Slim (1937)
Danger and tumbleweed lives
15 March 2024
Warning: Spoilers
There's a line in this Warner Brothers drama where Margaret Lindsay's character laments the fact that boyfriend Pat O'Brien and his pal Henry Fonda prefer danger and tumbleweed lives over a more respectable way of living. They earn their keep as traveling linemen who go from region to region in search of jobs where they climb tall poles and metal scaffolds to do electrical work.

Fonda plays the title character, so nicknamed because he's skinnier than everyone else. His character is an early version of Tom Joad three years before THE GRAPES OF WRATH, an aw-shucks farm boy who is not interested in milking cows on his uncle's farm. Instead, he'd rather seek employment alongside O'Brien for a man affectionately known as Pop (J. Farrell MacDonald).

At first MacDonald won't hire Fonda, thinking he doesn't have what it takes.
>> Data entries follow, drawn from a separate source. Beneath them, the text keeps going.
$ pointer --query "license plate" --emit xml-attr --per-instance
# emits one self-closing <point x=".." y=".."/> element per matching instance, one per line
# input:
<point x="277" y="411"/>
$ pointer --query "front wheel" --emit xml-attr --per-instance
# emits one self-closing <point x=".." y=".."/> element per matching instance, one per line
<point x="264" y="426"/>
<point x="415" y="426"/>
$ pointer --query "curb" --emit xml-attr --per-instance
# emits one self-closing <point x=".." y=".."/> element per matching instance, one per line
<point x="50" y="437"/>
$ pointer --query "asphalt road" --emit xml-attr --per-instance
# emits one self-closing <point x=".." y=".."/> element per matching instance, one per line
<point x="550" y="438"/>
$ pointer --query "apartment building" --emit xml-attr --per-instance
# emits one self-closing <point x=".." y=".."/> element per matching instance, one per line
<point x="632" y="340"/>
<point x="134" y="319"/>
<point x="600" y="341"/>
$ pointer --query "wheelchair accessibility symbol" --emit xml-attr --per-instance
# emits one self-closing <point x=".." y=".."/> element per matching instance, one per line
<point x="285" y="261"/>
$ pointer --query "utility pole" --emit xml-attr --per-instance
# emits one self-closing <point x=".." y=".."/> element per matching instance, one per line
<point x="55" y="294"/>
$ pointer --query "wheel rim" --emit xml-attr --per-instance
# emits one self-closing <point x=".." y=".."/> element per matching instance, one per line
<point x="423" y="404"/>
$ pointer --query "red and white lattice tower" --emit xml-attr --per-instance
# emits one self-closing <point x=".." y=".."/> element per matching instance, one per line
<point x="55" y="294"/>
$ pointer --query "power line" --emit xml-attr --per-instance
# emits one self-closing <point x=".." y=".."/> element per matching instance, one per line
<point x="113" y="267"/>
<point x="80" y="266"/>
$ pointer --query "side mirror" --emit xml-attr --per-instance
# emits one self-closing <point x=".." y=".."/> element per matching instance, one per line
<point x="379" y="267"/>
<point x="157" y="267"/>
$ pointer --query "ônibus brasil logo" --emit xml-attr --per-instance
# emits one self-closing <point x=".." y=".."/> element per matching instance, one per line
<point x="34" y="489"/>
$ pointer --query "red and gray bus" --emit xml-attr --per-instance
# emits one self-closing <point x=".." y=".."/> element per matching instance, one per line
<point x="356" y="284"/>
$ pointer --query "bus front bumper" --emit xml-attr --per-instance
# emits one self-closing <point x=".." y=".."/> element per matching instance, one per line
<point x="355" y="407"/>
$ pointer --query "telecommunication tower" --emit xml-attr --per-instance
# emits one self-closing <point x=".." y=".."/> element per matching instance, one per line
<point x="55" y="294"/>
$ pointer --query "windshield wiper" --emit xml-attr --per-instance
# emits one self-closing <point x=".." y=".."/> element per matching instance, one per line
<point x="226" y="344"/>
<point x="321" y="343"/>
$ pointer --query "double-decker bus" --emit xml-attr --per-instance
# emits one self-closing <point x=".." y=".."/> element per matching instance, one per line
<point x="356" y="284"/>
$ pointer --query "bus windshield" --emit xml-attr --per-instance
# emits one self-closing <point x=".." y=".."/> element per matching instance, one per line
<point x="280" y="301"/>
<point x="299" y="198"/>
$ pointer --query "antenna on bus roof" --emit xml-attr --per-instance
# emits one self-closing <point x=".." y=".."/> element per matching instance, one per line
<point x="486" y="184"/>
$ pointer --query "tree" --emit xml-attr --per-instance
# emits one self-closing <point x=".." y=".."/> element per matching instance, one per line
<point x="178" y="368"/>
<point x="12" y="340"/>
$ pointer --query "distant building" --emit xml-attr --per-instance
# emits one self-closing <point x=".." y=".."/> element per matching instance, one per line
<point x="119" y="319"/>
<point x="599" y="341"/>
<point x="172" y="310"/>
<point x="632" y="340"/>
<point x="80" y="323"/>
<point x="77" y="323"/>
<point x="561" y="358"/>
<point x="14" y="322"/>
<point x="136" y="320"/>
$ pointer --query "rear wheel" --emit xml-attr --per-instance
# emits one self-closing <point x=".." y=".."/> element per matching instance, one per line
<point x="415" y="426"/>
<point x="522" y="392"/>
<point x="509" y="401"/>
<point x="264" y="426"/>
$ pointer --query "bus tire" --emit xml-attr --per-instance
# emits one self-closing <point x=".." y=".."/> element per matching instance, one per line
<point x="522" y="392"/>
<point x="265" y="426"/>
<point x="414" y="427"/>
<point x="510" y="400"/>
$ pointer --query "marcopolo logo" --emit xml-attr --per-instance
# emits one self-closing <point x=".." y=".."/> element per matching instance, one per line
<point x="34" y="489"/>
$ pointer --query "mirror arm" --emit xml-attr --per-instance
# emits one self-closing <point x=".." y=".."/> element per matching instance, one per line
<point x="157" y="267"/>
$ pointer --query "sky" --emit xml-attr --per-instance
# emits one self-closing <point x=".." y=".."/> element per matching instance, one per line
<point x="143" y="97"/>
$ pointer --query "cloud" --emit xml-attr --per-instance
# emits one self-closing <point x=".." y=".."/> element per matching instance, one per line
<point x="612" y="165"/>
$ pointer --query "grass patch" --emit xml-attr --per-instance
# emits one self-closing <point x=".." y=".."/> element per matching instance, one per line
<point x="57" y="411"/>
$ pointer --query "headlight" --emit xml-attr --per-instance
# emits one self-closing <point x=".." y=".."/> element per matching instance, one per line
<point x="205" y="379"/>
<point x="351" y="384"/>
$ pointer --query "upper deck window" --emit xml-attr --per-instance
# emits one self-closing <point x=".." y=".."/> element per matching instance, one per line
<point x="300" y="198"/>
But when another man falls from the scaffold and is badly injured, there's a job opening and Fonda pesters him into getting a chance to prove his worth. From here there are some excellent bonding scenes between O'Brien and Fonda, as Fonda is assigned grunt work under O'Brien. Soon Fonda is promoted and scaling the heights with his new mentor.

This is a buddy film in its most basic sense. Some of the male bonding scenes are offset by the inclusion of Lindsay who plays a nurse that O'Brien looks up every time he's in Chicago. A recent visit has Fonda tagging along, which sets the stage for a romantic triangle.

During the second half of the story, viewers may wonder which guy Lindsay will wind up with. She has more history with O'Brien, but he has a phobia of commitment. In her scenes with Fonda, there are some sparks, but Fonda is too loyal and too faithful to cut in on O'Brien's action. However, we know that Lindsay wouldn't be in the film if she didn't get one of the men to settle down with her. Since both men are fairly likable, meaning neither one is a villain, one is going to have to die doing some dangerous work. This will make the decision easier for Lindsay and the survivor to hook up.

Some lines of dialogue are rather fatalistic in the film. At one point O'Brien tells Fonda they need to live it up between jobs because they are only here (in Chicago and on earth) for a short time. A subsequent scene has O'Brien making a toast before drinking in a bar, by saying 'may you live long and hard, then check out real fast.' I guess with dialogue like this it's pretty obvious O'Brien will die at the end and Fonda won't. But this is still an engaging motion picture with some very sincere performances and nail-biting stunt work to recommend it.